Mark Moskovitz, PhD
Gary Witman, MD
Radiopharmaceuticals are defined as pharmaceuticals incorporating one or more radioactive isotopes (i.e.radionuclides). The radiochemical purity of a radiopharmaceutical preparation represents that fraction of the radionuclide present in its stated chemical form. It is essential for technologists working in nuclear medicine to know precise drug purity in order to accurately determine the actual radiation dose being administered to a patient.
Radiopharmaceuticals in the hospital setting may be administered either orally or intravenously, and are useful for both diagnostic and therapeutic applications. Diagnostic studies include routinely performed clinical procedures such as bone scans, kidney scans, thyroid scans, PET scans, etc. In more than 90% of instances the radioactive compounds are utilized for diagnostic purposes. An example for the therapeutic use of a radiopharmaceutical would include the treatment of a hyperactive goiter of the thyroid gland by administering radioactive iodine. In this instance the radiation administered as properly dosed provides the desired therapeutic benefit.
A radiopharmaceutical contains at least two major components:
Impurities may alter the biodistribution of radiopharmaceuticals, resulting in distorted scintigraphic images. As a consequence there may be either major diagnostic or therapeutic failures using the radiopharmaceutical agent. Adequate quality control should detect both radiochemical purities as well as the stability of the bound compound.
The purity of a radiopharmaceutical agent is essential for estimating the administered radiation dosage. Impurities may arise from radionuclide production, subsequent chemical procedures, incomplete preparative separation or chemical changes during storage. Radiochemical impurities in radiopharmaceuticals may result from decomposition and from improper preparative procedures. Radiation causes decomposition of water, a main ingredient of most radiopharmaceuticals. This leads to the production of reactive hydrogen atoms and hydroxyl radicals, hydrated electrons, hydrogen, hydrogen ions and hydrogen peroxide.

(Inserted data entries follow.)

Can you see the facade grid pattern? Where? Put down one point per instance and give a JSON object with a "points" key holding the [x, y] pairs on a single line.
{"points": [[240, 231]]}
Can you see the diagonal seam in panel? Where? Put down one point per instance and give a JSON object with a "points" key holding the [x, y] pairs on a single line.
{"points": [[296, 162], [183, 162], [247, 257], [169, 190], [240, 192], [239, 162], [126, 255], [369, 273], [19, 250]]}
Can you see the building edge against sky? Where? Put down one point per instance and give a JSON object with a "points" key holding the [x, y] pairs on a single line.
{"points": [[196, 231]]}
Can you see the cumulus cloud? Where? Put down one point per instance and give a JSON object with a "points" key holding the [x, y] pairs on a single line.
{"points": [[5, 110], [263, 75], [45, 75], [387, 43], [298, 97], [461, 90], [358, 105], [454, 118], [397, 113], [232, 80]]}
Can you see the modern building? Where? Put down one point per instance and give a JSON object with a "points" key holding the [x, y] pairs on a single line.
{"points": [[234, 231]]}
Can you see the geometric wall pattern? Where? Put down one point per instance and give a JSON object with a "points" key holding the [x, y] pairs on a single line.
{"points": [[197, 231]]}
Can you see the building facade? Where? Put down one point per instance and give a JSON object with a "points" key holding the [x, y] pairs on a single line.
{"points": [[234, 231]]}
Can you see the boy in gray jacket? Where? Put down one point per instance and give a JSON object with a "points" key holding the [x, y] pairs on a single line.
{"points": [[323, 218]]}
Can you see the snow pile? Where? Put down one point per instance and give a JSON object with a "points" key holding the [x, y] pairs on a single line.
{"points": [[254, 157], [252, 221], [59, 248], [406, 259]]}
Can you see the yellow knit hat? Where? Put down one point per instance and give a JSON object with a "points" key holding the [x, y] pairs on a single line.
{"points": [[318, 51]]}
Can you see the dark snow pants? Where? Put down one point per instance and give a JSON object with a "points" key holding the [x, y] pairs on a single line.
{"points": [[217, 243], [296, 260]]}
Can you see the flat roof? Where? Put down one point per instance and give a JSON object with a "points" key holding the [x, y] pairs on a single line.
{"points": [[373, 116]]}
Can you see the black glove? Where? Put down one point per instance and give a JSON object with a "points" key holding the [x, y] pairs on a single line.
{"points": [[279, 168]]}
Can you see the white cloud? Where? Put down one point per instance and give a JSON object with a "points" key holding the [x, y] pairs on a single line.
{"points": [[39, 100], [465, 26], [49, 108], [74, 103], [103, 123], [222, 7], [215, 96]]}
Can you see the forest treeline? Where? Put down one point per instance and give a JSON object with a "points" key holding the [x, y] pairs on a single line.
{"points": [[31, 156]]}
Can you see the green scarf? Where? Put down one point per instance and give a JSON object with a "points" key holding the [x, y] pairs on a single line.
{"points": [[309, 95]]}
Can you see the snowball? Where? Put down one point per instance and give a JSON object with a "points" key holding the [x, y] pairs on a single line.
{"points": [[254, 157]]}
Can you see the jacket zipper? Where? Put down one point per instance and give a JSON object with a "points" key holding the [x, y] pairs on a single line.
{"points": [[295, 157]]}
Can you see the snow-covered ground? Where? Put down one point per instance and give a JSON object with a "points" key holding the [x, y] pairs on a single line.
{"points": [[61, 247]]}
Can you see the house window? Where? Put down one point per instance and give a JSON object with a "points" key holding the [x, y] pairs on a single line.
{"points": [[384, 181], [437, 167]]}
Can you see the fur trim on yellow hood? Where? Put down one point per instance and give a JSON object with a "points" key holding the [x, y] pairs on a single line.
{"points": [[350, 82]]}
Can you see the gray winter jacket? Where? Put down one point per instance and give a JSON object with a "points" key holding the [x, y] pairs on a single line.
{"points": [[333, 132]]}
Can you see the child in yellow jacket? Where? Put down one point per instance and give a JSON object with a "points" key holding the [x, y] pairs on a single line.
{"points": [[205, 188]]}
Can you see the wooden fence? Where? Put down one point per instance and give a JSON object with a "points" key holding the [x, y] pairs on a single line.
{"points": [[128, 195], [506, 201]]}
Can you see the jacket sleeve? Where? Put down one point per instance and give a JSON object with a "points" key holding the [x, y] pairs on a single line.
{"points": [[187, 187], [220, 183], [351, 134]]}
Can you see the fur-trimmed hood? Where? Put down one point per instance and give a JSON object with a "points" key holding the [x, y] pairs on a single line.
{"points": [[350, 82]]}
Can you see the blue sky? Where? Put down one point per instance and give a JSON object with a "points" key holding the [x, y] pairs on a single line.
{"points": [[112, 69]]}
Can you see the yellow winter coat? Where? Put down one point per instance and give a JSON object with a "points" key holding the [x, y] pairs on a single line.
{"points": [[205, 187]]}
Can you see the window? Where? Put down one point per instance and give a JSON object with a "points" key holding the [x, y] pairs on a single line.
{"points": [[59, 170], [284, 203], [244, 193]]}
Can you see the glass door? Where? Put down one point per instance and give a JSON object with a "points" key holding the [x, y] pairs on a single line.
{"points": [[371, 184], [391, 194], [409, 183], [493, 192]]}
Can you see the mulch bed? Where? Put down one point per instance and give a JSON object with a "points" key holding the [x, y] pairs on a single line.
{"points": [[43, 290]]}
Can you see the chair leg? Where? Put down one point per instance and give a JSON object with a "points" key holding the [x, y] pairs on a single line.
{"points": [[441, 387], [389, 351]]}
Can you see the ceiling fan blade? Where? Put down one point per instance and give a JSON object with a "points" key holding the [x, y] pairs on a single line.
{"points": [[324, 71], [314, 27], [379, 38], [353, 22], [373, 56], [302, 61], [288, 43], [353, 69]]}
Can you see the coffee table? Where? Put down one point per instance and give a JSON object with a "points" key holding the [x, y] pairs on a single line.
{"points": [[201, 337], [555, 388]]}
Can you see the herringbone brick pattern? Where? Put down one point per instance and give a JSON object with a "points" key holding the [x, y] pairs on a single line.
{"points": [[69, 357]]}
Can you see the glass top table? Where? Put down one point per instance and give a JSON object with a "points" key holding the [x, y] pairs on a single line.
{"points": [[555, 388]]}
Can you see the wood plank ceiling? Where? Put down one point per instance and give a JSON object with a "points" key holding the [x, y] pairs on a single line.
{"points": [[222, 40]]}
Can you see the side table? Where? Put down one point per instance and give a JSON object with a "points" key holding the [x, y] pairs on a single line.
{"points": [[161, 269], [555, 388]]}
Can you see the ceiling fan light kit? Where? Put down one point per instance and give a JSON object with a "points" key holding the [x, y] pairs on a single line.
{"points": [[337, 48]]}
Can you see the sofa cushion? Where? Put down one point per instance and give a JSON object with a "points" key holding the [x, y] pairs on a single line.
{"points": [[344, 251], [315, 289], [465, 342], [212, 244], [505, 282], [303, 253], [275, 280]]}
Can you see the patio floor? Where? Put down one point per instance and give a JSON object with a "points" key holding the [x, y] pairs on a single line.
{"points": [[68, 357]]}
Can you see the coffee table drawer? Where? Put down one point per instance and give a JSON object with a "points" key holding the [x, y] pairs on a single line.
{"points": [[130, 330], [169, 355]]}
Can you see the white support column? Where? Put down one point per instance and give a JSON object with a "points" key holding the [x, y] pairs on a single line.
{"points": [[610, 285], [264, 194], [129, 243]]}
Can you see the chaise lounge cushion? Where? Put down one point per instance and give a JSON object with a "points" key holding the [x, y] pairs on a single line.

Radiopharmaceuticals are usually used in tracer quantities, and as such there is none of the dose response relationships associated with conventional drug administration.
In the hospital setting the radiochemical purity of radiopharmaceuticals is best determined by thin layer chromatography. Of the many procedures used in nuclear medicine for performing purity analysis planar chromatography is the preferred procedure. Radiopharmaceuticals have short half lives and speed is an essential element for quality control. Besides speed and convenience, the other major advantage of planar chromatography over column and elution methods is that the total amount of applied radioactivity remains on the chromatoplate (TLC plate). This enables quantification of various segments using a suitable collimated counter under standard conditions.
The common procedural characteristic for all forms of planar chromatography requires that the sample be applied to a stationary medium with an appropriate mobile phase. What is becoming commonplace is the use of instant TLC (ITLC), a process which increases the migration speed of the mobile phase.
Multiple studies published in the literature demonstrate that TLC chromatography is now the standard for the evaluation of radiopharmaceutical purity. With SPECT and PET scanning complimenting fast speed CT scan imaging in both the outpatient as well as hospital setting, the role of diagnostic radiopharmaceutical evaluation using TLC techniques will continue to take on a much more significant role in health care delivery.